Senior Data Engineer (Governance Focus)
Role details
Job location
Tech stack
Job description
We are looking for a Senior Data Engineer with a strong foundation in modern data engineering and DevOps, and a clear focus on data and AI governance. This role goes beyond traditional pipeline development and plays a critical part in establishing governance-by-design across our data and analytics platform.
In addition to building and operating reliable data pipelines, this role will design and build AI agents and automation workflows that operate on governed data assets. These agents will be used to automate platform operations, data quality checks, metadata enrichment, and governance workflows, with an emphasis on traceability, security, and responsible use.
While our current platform is centered on Azure and Microsoft Fabric, we welcome candidates with strong data engineering experience on AWS, Databricks, or other modern data platforms, provided their skills are transferable and they demonstrate strong data engineering fundamentals.
How This Role Is Different
This role is for a senior data engineer who wants to move beyond building pipelines alone and take ownership of how data and AI are governed, automated, and scaled.
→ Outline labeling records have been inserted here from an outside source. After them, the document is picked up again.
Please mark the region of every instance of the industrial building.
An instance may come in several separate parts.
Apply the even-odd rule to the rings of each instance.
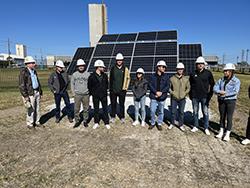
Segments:
[[[108,33],[107,7],[105,4],[89,4],[90,46],[95,47],[100,38]]]

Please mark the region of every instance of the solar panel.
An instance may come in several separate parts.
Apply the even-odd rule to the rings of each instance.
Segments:
[[[86,63],[86,67],[87,67],[93,51],[94,51],[94,48],[78,48],[76,50],[76,53],[75,53],[73,59],[72,59],[72,62],[70,63],[70,65],[67,69],[67,72],[69,73],[69,75],[71,75],[75,72],[76,62],[78,59],[83,59]]]
[[[117,41],[118,42],[135,41],[136,36],[137,36],[137,33],[120,34]]]
[[[134,56],[153,56],[155,52],[155,42],[136,43]]]
[[[124,56],[132,56],[133,48],[134,43],[116,44],[113,56],[116,56],[117,53],[122,53]]]
[[[108,35],[103,35],[99,42],[115,42],[118,38],[118,34],[108,34]]]
[[[177,31],[159,31],[156,40],[177,40]]]
[[[153,41],[156,39],[156,32],[141,32],[138,35],[137,41]]]
[[[94,57],[111,56],[114,44],[98,44],[95,49]]]
[[[155,55],[177,55],[177,42],[157,42]]]

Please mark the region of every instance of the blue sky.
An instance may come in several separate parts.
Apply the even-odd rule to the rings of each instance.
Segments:
[[[1,0],[0,53],[6,40],[30,55],[73,55],[89,45],[88,3],[100,0]],[[249,0],[106,0],[109,33],[178,30],[179,43],[202,43],[207,55],[236,61],[250,48]]]

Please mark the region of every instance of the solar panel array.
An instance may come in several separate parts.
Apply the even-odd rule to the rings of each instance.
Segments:
[[[177,31],[139,32],[103,35],[97,44],[88,71],[94,71],[94,62],[102,59],[107,71],[115,64],[115,56],[122,53],[131,74],[143,67],[146,74],[155,72],[159,60],[165,60],[175,71],[177,62]]]
[[[188,74],[194,72],[195,61],[199,56],[202,56],[201,44],[179,45],[179,61],[185,65]]]
[[[179,47],[179,49],[178,49]],[[167,63],[167,73],[170,75],[176,71],[179,59],[186,67],[189,74],[195,70],[195,60],[202,56],[201,44],[177,43],[177,31],[139,32],[129,34],[103,35],[95,48],[79,48],[68,69],[73,73],[76,61],[79,58],[87,62],[88,72],[94,71],[94,62],[97,59],[104,61],[107,71],[115,65],[115,56],[122,53],[125,57],[124,64],[129,68],[131,77],[142,67],[146,72],[145,77],[155,72],[159,60]]]

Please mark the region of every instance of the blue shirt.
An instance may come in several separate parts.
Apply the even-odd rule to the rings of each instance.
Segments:
[[[39,87],[39,84],[38,84],[38,80],[37,80],[37,76],[35,74],[35,71],[32,70],[32,69],[29,69],[29,72],[30,72],[30,76],[31,76],[31,82],[32,82],[32,87],[33,89],[37,89]]]
[[[237,99],[237,95],[240,91],[240,80],[233,76],[231,80],[225,86],[224,77],[219,79],[214,85],[214,92],[219,94],[221,91],[225,91],[225,96],[218,96],[221,100],[232,100]]]

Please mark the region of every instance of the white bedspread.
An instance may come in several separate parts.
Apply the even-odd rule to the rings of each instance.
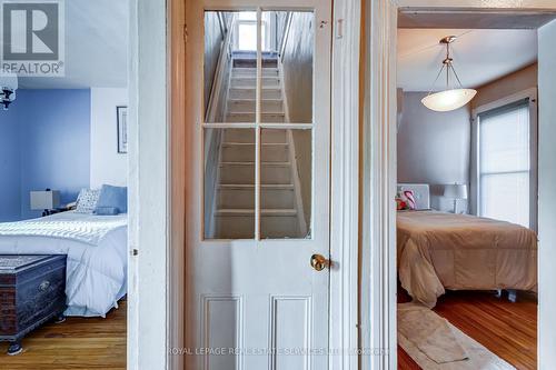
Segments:
[[[81,241],[98,246],[106,236],[118,228],[127,227],[121,217],[76,218],[75,212],[61,213],[58,218],[31,219],[0,223],[0,237],[50,237]]]
[[[0,223],[1,254],[67,254],[67,316],[105,314],[127,289],[127,214],[62,212]]]

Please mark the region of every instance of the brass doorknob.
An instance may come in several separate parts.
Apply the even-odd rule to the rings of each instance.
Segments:
[[[322,271],[326,267],[330,266],[330,261],[327,260],[321,254],[312,254],[311,256],[311,267],[317,271]]]

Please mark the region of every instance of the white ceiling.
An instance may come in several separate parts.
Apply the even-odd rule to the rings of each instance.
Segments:
[[[451,44],[454,68],[465,88],[477,88],[537,60],[536,30],[399,29],[398,87],[405,91],[428,91],[446,57],[439,43],[445,36]],[[436,90],[443,88],[439,78]]]
[[[23,89],[126,87],[127,0],[71,0],[66,3],[66,77],[20,78]]]

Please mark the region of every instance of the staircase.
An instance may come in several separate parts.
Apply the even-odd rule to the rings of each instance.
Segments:
[[[284,83],[276,53],[262,58],[261,122],[286,122]],[[232,57],[227,122],[255,122],[256,59]],[[255,130],[222,129],[211,230],[218,239],[255,233]],[[260,237],[305,238],[299,176],[291,130],[261,130]]]

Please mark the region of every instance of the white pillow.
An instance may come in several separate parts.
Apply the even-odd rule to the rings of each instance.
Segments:
[[[99,201],[100,189],[81,189],[79,197],[77,197],[76,212],[78,213],[92,213],[97,208]]]

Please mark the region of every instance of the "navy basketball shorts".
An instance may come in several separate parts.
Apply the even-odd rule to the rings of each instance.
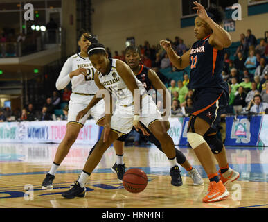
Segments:
[[[220,115],[228,105],[229,96],[224,90],[217,88],[195,90],[193,112],[191,115],[199,117],[217,130]]]

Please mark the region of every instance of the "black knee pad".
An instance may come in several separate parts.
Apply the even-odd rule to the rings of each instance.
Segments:
[[[214,154],[219,154],[222,152],[223,148],[222,142],[217,139],[217,135],[213,135],[212,136],[204,136],[204,139],[208,143],[212,153]]]

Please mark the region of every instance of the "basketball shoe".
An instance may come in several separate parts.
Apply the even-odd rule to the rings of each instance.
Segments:
[[[123,177],[125,172],[125,164],[116,164],[116,162],[111,167],[114,173],[116,173],[117,178],[119,180],[123,180]]]
[[[222,180],[223,185],[226,186],[229,182],[233,182],[239,178],[239,173],[234,171],[229,167],[227,171],[224,173],[220,173],[220,169],[219,170],[220,173],[220,180]]]
[[[208,193],[203,198],[203,202],[216,202],[225,200],[229,196],[229,192],[222,184],[222,180],[218,182],[212,181],[209,184]]]
[[[173,186],[181,186],[182,179],[179,166],[175,166],[170,168],[170,175],[171,176],[171,185]]]
[[[46,173],[46,178],[44,179],[42,184],[42,189],[53,189],[53,182],[55,179],[55,176],[50,173]]]
[[[193,185],[195,186],[202,186],[204,185],[204,181],[200,174],[198,173],[195,168],[193,168],[190,171],[188,172],[190,177],[193,180]]]
[[[67,199],[73,199],[75,196],[84,197],[86,196],[86,188],[81,187],[78,181],[75,181],[69,190],[64,192],[62,196]]]

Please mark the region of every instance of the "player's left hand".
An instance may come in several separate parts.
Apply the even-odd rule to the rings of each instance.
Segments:
[[[208,15],[202,4],[199,4],[197,1],[194,1],[193,3],[197,6],[193,7],[193,9],[197,10],[197,14],[200,17],[200,19],[206,20],[207,18],[208,18]]]

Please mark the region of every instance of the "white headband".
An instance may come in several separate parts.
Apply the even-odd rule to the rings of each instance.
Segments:
[[[106,50],[105,50],[105,48],[96,47],[96,48],[93,48],[93,49],[89,50],[89,51],[87,52],[87,53],[89,54],[91,51],[93,51],[93,50],[96,50],[96,49],[101,49],[101,50],[104,50],[105,51],[106,51]]]

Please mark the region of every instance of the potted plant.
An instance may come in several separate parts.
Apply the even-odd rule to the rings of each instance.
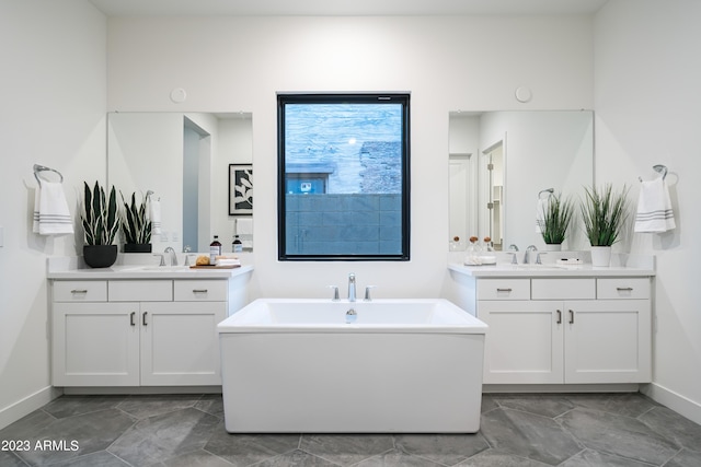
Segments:
[[[146,200],[137,205],[136,192],[131,202],[124,199],[119,191],[124,210],[122,211],[122,232],[124,233],[124,253],[151,253],[151,221],[146,218]]]
[[[628,218],[628,188],[613,192],[610,184],[601,189],[585,188],[586,197],[582,203],[584,230],[591,245],[591,264],[609,266],[611,245],[621,233]]]
[[[541,235],[548,249],[560,250],[567,235],[570,221],[574,214],[572,199],[563,199],[562,194],[551,195],[543,208]]]
[[[95,182],[93,189],[83,182],[84,196],[80,219],[84,231],[83,259],[93,268],[106,268],[117,259],[117,245],[114,238],[119,231],[117,196],[114,187],[110,198]]]

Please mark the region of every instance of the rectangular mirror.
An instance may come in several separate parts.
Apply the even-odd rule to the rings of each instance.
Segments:
[[[208,252],[214,235],[230,252],[240,217],[229,215],[229,165],[252,163],[252,115],[111,113],[107,125],[107,184],[161,202],[153,252]],[[244,227],[251,248],[250,221]]]
[[[593,112],[451,112],[449,125],[449,248],[489,236],[495,249],[543,249],[539,194],[552,188],[578,202],[594,184]],[[586,245],[575,219],[563,248]]]

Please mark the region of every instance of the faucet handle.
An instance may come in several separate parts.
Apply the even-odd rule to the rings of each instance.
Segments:
[[[333,289],[333,300],[334,302],[337,302],[341,300],[341,296],[338,295],[338,285],[327,285],[329,289]]]
[[[162,253],[154,253],[153,256],[160,256],[161,262],[159,264],[159,266],[165,266],[165,255],[163,255]]]
[[[363,299],[363,300],[365,300],[366,302],[371,302],[372,297],[370,296],[370,289],[375,289],[377,285],[367,285],[365,288],[365,299]]]

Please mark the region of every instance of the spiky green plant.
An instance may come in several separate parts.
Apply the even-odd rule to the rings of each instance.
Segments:
[[[95,182],[92,191],[87,182],[80,219],[84,230],[85,245],[113,245],[119,231],[119,214],[117,212],[117,195],[114,187],[110,190],[110,198],[105,190]]]
[[[146,219],[146,200],[137,205],[136,192],[131,194],[131,203],[124,199],[119,191],[124,210],[122,211],[122,232],[124,232],[125,243],[148,244],[151,243],[151,221]]]
[[[611,184],[597,189],[585,188],[582,203],[584,230],[591,246],[611,246],[618,240],[628,218],[628,188],[613,192]]]
[[[571,198],[563,199],[562,194],[551,195],[543,208],[543,241],[547,244],[563,243],[573,214],[574,203]]]

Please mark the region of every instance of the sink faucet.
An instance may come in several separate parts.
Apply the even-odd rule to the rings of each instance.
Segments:
[[[526,254],[524,255],[524,262],[526,265],[530,264],[530,252],[538,252],[536,245],[528,245],[528,248],[526,248]]]
[[[355,273],[348,275],[348,302],[355,302]]]
[[[170,253],[171,254],[171,266],[177,266],[177,255],[175,254],[175,250],[173,249],[172,246],[169,246],[168,248],[165,248],[163,250],[163,253]]]

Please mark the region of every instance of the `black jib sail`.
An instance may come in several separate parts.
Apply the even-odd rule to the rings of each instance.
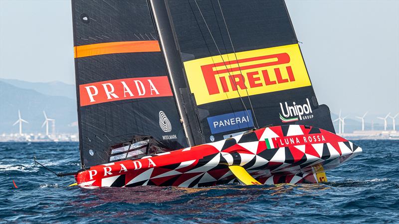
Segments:
[[[167,1],[205,141],[287,123],[334,132],[283,0]]]
[[[72,7],[82,167],[187,146],[148,2]]]

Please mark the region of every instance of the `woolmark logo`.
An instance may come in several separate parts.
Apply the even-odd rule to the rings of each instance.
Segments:
[[[108,80],[79,85],[80,106],[132,99],[173,96],[167,76]]]
[[[159,112],[159,126],[165,132],[170,132],[172,130],[172,124],[169,119],[163,111]]]
[[[210,116],[207,119],[212,134],[253,126],[250,110]]]
[[[295,102],[293,102],[292,106],[288,106],[286,102],[284,103],[285,107],[280,103],[281,113],[280,113],[280,119],[284,123],[287,123],[313,118],[312,108],[307,98],[306,102],[307,104],[300,105],[296,105]]]

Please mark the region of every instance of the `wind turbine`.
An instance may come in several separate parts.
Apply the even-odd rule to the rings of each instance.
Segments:
[[[341,117],[341,110],[340,110],[340,114],[338,115],[338,118],[337,119],[333,120],[333,122],[335,122],[336,121],[338,121],[338,134],[341,134],[341,122],[342,121],[342,118]]]
[[[18,123],[19,123],[19,135],[22,135],[22,122],[24,122],[25,123],[29,123],[28,121],[23,119],[21,118],[21,112],[19,110],[18,110],[18,119],[16,120],[15,123],[12,124],[12,126]]]
[[[342,122],[342,133],[345,133],[345,118],[348,117],[348,115],[344,116],[341,118],[341,121]]]
[[[356,117],[357,118],[359,118],[359,119],[360,119],[361,120],[362,120],[362,131],[365,130],[365,117],[366,116],[366,114],[367,114],[367,113],[368,113],[368,112],[366,112],[366,113],[365,113],[363,115],[363,116],[355,116],[355,117]]]
[[[390,117],[392,118],[392,125],[394,126],[393,130],[395,130],[395,119],[398,117],[398,115],[399,115],[399,113],[398,113],[394,116],[389,116]]]
[[[388,116],[391,114],[391,113],[388,113],[385,116],[385,117],[381,117],[381,116],[378,116],[377,118],[379,119],[381,119],[382,120],[384,120],[384,130],[387,130],[387,118],[388,118]]]
[[[55,120],[54,119],[50,119],[47,117],[47,115],[46,115],[46,112],[44,112],[44,111],[43,111],[43,114],[44,114],[44,118],[45,118],[45,119],[44,120],[44,122],[43,123],[43,124],[41,125],[41,127],[43,127],[44,126],[44,124],[46,125],[46,135],[48,135],[48,122],[49,121],[53,122],[52,128],[53,128],[53,132],[54,132],[54,129],[55,127],[54,122],[55,122]]]

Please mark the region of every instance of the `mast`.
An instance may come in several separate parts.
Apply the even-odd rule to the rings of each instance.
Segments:
[[[187,88],[184,67],[167,3],[165,0],[148,1],[188,142],[190,146],[204,143],[195,111],[195,105],[193,104]]]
You will still build data pipelines, but you will also define governance patterns, build AI agents that automate platform workflows, and embed controls directly into CI/CD processes.
Key Responsibilities
Data Engineering Foundations
Design, build, and operate batch and streaming data pipelines on modern cloud data platforms.
Develop robust ETL/ELT processes using SQL, Python, and PySpark with strong error handling, monitoring, and cost awareness.
Implement layered / medallion data architectures and analytics-ready data models to support BI and AI workloads.
Partner with analysts and data scientists to deliver trusted, production-grade data assets.
Data & AI Governance (Primary Focus)
Lead the implementation and evolution of data governance practices using Microsoft Purview or comparable governance platforms.
Define and operationalize governance standards for data products, AI/ML features, and agent-based workflows.
Ensure governance is embedded into platform workflows rather than handled as an after-the-fact process.
Act as a de facto owner for data and AI governance patterns as standards continue to evolve.
AI Agents & Automation
Design and build AI agents and intelligent automation workflows that support data platform and governance operations.
Develop agents to assist with metadata enrichment, data quality checks, anomaly detection, and governance workflows.
Ensure AI agents operate only on approved, governed data sources with appropriate logging and auditability.
Contribute to evolving AI governance patterns, including agent lifecycle management and input/output traceability.
DevOps & Platform Enablement
Implement and maintain CI/CD pipelines for data and AI assets.
Promote infrastructure-as-code practices (Terraform, Bicep, or equivalent) for repeatable, governed environments.
Define environment promotion paths (dev, test, prod) with embedded governance and policy checks.
Requirements
- Bachelor's degree AND 5+ years of experience in data engineering or data platform engineering in a production environment.
- SQL and hands-on experience with Python and PySpark.
- Experience in data engineering on at least one major cloud or data platform (Azure, AWS, Databricks, or equivalent), with skills that are transferable across platforms.
- Experience with Git-based development and CI/CD practices.
- Experience with data governance concepts such as cataloging, lineage, data quality, and access control.
- Experience with engineering judgment and balancing speed, safety, and governance.
Preferred Qualifications
- Hands-on experience with Microsoft Purview or comparable data governance platforms.
- Experience building AI agents, LLM-based automation, or intelligent assistants for operational or platform workflows.
- Experience embedding governance controls into DevOps workflows (policy-as-code mindset).
- Familiarity with Microsoft Fabric or Databricks-centric architectures, and the ability to learn new platforms quickly.